Source: Global Times
US President Donald Trump on Tuesday signed the Hong Kong Autonomy Act and an order to end the preferential trade status for Hong Kong, following the enforcement of a new security law in the southern Chinese city.
Politically speaking, the new bill – which will give the US “new tools” to impose sanctions on Chinese individuals and entities involved in the national security legislature – is a gross interference in China’s internal affairs. On the economic front, by playing nearly all possible cards, the US has made no secret of its malicious attempt to attack the Hong Kong economy. That, however, won’t shake the city’s status as a financial hub as the fog of political uncertainty is lifting.
Despite recent media reports that top advisors to Trump were considering proposals to hurt the Hong Kong dollar’s US dollar peg, anyone with a basic knowledge of Hong Kong’s linked exchange rate system would know how unrealistic that is.
The cornerstone of Hong Kong’s economic stability is finance, which is based on its linked exchange rate system. A rough analysis of global monetary systems would show that it is up to a local government to decide whether and how to peg its currency to major international currencies. Hong Kong set its currency trading system in 1983, and it was not until 1992 that the US implemented the US-Hong Kong Policy Act to give the city special trade status. Thus, Hong Kong’s exchange rate arrangement is not subject to US approval.

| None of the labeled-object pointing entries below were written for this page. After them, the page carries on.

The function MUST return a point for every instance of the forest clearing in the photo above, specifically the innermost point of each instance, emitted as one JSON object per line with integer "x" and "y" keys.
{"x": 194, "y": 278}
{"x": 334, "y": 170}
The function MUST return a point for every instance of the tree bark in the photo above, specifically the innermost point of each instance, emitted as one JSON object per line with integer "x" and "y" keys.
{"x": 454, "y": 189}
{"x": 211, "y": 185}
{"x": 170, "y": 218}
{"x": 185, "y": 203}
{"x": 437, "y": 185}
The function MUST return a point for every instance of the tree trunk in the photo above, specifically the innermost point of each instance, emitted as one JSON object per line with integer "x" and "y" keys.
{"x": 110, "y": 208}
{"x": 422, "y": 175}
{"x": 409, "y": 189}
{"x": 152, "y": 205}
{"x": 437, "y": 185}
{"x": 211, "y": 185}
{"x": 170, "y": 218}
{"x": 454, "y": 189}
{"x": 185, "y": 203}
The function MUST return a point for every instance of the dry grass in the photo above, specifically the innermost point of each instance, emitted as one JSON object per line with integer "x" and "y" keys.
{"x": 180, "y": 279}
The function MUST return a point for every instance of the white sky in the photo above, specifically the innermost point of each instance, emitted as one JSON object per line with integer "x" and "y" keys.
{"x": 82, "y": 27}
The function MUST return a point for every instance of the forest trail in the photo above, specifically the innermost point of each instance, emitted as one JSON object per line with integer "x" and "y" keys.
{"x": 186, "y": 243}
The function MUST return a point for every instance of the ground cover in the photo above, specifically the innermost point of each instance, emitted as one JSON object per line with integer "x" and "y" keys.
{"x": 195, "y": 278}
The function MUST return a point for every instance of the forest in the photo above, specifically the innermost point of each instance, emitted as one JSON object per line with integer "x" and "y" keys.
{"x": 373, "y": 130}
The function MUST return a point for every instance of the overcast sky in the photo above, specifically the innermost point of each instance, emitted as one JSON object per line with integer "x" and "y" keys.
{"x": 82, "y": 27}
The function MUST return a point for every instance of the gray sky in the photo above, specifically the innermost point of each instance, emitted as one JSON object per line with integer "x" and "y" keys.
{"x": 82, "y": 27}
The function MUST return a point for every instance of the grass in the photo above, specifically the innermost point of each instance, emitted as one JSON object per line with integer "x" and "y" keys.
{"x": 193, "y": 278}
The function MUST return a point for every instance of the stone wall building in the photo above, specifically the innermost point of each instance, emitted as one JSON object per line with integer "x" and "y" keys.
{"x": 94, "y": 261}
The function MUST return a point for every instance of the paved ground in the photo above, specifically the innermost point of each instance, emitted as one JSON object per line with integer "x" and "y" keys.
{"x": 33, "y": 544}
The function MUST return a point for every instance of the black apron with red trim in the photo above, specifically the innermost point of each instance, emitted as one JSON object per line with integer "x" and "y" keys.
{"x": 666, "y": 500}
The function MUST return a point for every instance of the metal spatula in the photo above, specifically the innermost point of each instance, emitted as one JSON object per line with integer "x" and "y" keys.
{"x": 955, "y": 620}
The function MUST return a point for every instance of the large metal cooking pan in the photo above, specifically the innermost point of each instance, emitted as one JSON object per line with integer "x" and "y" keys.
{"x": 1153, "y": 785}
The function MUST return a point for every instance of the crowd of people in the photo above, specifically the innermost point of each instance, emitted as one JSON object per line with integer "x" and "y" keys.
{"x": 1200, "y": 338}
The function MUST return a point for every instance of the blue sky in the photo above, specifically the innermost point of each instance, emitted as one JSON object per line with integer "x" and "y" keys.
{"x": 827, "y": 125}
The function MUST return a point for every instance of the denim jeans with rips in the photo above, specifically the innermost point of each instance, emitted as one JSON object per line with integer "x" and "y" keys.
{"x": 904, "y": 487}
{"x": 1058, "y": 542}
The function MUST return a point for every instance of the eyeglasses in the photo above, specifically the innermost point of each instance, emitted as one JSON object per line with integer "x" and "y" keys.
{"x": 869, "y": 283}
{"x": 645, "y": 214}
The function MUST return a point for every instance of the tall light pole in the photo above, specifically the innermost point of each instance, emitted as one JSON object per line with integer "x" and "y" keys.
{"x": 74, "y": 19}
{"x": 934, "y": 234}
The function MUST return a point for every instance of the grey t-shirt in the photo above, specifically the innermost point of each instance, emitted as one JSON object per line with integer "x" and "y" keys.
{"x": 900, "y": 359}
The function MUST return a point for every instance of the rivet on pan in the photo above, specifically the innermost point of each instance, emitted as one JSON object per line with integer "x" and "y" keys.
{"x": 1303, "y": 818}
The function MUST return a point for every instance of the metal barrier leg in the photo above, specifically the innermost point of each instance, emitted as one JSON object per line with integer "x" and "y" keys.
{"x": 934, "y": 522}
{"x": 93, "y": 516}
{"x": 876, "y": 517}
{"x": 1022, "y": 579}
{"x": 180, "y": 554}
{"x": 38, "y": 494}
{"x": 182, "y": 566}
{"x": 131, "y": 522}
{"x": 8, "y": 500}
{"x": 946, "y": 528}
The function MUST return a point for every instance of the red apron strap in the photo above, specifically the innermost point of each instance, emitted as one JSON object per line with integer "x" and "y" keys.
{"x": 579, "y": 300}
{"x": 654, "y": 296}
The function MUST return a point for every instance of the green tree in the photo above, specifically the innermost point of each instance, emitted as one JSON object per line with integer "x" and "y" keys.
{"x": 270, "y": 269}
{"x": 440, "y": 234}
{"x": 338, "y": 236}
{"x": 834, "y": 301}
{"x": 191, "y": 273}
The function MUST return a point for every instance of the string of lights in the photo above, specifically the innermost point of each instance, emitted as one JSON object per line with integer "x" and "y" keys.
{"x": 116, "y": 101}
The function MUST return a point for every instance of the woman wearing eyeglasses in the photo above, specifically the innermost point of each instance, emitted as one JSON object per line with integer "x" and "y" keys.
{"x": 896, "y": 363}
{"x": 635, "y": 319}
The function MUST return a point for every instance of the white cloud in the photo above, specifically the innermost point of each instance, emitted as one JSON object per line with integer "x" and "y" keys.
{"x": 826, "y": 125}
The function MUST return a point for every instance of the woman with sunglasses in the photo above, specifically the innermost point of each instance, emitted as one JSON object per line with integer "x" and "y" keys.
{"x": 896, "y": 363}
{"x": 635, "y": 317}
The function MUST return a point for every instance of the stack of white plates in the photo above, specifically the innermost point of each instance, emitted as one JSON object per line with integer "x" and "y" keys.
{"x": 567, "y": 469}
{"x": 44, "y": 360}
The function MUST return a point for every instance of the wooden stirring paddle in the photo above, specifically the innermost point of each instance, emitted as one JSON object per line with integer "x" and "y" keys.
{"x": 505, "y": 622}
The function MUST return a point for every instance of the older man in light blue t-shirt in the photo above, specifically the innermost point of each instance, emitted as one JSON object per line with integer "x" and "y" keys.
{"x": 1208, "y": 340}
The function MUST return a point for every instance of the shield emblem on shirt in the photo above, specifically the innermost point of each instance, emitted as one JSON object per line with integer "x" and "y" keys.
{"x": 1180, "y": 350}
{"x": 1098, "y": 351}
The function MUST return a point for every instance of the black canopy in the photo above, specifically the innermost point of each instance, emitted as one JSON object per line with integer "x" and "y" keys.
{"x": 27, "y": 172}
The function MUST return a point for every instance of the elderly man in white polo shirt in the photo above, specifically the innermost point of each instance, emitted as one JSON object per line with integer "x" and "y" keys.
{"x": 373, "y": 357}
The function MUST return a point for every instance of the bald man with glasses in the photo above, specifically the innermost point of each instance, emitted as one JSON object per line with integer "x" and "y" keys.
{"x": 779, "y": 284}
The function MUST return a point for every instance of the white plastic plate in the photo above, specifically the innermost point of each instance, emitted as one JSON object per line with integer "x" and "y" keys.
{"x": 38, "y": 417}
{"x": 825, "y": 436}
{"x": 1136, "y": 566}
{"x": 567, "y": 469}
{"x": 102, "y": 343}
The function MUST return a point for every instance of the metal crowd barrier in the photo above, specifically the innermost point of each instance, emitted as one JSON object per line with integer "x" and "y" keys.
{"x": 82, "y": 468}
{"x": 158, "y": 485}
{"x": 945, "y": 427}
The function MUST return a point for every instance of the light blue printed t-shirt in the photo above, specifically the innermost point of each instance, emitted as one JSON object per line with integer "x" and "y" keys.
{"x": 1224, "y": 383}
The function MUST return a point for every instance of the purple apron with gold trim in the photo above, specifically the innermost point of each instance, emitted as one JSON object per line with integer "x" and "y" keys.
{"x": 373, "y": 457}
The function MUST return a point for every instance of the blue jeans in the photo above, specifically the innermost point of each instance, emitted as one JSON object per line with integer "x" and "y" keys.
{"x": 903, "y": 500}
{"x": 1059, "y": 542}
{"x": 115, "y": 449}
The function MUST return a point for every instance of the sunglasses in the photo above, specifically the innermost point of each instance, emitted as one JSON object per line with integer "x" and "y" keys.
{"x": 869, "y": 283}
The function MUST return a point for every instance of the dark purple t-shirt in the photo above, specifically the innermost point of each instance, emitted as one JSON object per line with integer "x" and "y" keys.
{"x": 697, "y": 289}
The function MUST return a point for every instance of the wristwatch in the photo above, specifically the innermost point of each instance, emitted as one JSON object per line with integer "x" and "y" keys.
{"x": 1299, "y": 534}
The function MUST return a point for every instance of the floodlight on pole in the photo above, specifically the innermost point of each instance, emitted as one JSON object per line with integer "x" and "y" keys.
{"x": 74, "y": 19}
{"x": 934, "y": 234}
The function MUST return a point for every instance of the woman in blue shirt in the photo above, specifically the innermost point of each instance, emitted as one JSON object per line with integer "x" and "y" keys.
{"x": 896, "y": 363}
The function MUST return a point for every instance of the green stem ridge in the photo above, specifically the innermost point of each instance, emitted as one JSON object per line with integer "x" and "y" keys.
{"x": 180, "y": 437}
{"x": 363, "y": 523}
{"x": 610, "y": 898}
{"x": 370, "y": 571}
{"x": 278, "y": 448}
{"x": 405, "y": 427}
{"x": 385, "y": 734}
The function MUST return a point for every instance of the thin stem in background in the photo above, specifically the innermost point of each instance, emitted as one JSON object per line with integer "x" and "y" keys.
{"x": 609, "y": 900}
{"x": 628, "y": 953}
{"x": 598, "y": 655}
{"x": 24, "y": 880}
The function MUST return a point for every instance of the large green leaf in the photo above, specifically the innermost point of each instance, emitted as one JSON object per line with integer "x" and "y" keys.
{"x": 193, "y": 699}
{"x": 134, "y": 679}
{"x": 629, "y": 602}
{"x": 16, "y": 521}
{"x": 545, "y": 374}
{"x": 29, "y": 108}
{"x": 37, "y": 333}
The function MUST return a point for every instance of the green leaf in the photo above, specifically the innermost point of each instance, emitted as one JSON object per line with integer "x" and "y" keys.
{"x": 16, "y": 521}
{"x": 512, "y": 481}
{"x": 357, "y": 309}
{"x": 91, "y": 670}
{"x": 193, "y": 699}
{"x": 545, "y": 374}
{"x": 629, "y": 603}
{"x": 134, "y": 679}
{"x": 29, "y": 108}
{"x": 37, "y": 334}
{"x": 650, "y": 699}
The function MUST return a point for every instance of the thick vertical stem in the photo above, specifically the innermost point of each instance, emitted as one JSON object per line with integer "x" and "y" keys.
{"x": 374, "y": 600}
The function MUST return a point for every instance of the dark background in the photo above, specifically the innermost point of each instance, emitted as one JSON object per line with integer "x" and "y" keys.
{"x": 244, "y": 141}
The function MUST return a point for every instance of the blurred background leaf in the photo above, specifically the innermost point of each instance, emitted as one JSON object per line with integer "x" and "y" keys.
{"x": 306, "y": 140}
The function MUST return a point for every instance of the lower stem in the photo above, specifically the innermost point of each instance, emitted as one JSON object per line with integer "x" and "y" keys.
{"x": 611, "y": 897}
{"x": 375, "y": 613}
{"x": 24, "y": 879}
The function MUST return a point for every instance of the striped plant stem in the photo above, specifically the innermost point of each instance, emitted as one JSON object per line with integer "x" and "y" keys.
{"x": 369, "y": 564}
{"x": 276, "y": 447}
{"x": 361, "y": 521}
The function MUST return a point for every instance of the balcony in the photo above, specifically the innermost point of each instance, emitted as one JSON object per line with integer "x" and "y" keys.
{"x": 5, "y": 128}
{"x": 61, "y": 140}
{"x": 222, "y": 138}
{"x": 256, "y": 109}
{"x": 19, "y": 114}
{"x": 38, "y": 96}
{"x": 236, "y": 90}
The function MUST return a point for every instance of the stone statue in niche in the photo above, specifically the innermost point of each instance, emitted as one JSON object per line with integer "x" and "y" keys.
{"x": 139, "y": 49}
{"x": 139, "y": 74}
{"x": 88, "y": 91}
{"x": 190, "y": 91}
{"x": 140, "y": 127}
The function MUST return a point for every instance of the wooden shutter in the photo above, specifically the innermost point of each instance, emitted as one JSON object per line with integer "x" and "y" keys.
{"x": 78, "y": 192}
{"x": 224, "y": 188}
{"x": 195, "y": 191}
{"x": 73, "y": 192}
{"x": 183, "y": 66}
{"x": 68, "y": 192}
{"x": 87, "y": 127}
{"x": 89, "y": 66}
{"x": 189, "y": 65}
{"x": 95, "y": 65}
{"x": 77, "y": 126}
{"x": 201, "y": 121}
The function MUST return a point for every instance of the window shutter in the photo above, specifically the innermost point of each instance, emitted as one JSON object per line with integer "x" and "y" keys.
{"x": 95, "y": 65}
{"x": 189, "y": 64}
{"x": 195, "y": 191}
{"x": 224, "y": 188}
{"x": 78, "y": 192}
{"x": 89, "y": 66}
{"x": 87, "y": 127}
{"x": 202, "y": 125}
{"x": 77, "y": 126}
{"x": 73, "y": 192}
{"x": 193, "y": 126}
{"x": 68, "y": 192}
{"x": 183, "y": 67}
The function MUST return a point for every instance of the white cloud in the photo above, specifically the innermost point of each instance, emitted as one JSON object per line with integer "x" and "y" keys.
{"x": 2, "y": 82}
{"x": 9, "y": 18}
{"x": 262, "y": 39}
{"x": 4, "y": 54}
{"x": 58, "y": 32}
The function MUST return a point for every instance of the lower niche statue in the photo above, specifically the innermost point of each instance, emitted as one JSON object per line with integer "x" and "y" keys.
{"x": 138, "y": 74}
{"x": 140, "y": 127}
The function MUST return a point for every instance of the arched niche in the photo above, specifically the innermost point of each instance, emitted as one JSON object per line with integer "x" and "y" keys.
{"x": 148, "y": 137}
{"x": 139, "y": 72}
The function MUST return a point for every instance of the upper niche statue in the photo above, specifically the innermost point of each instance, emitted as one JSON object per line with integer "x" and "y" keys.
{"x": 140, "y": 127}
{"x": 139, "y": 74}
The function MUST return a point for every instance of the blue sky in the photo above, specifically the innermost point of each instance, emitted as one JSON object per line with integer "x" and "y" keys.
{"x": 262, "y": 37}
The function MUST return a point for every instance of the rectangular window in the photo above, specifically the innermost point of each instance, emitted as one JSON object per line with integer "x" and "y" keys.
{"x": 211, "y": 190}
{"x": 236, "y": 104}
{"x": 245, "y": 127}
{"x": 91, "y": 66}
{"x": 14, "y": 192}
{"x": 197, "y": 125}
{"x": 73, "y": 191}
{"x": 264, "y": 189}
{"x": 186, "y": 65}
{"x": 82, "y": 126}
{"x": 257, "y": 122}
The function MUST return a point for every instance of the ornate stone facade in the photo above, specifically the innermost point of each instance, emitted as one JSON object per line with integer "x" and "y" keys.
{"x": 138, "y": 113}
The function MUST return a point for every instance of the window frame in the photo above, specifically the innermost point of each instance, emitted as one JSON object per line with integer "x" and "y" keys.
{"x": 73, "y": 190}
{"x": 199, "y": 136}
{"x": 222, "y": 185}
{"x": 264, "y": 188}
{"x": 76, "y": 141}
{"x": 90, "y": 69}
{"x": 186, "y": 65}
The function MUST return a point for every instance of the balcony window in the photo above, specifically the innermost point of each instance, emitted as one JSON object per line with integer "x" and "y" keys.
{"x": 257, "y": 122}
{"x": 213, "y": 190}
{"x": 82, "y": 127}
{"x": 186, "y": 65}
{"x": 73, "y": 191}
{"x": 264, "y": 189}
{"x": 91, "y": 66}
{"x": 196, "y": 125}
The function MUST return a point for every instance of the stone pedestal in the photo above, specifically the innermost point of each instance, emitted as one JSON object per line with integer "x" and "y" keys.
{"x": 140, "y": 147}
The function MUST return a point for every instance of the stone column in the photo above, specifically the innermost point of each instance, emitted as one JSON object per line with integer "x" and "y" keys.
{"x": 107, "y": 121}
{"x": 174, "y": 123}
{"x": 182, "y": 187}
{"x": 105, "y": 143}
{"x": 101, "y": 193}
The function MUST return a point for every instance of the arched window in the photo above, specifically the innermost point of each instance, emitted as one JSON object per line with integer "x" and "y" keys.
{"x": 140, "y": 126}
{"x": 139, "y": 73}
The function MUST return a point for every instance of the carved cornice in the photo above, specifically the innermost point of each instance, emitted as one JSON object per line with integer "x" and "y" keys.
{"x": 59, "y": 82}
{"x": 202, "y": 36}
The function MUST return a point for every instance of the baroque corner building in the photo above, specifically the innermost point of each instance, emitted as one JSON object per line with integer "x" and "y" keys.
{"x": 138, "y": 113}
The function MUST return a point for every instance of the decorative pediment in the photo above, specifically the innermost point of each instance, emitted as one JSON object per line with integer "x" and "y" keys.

Of course, in some extreme scenarios, restricting Hong Kong from purchasing the greenback could also be an option, but that would be a “financial nuclear bomb” that would hurt the US’ financial hegemony more than the Hong Kong economy, according to financial insiders. While the impact of financial sanctions against individual entities could be limited, the same could generate devastating effects on the global financial market if their target is a financial hub, as important as Hong Kong. The US clearly cannot afford to punish China at the cost of impairing global confidence in dollar-denominated financial assets.
Over the past two decades, while the Chinese government has largely allowed Hong Kong political autonomy, the economic ties between the mainland and Hong Kong have been strengthened. During the process, establishing a Hong Kong branch has become the first choice for many foreign and domestic companies eyeing the mainland and Southeast Asia. It is not a stretch to say that Hong Kong’s status as an international financial and trade hub has been further consolidated by its connection to the mainland.
The implementation of the new national security law will have no impact on the economic freedom of Hong Kong as it only targets violations that touch the bottom line of national security.
Judging from the recent performance of the Hong Kong financial market, the situation is expected to stabilize soon as the city is bound to benefit from more favorable policies from the central government. In fact, many connectivity policies have already been implemented in the Guangdong-Hong Kong-Macao Greater Bay Area, which is expected to significantly expand the market space for the cluster of cities in South China.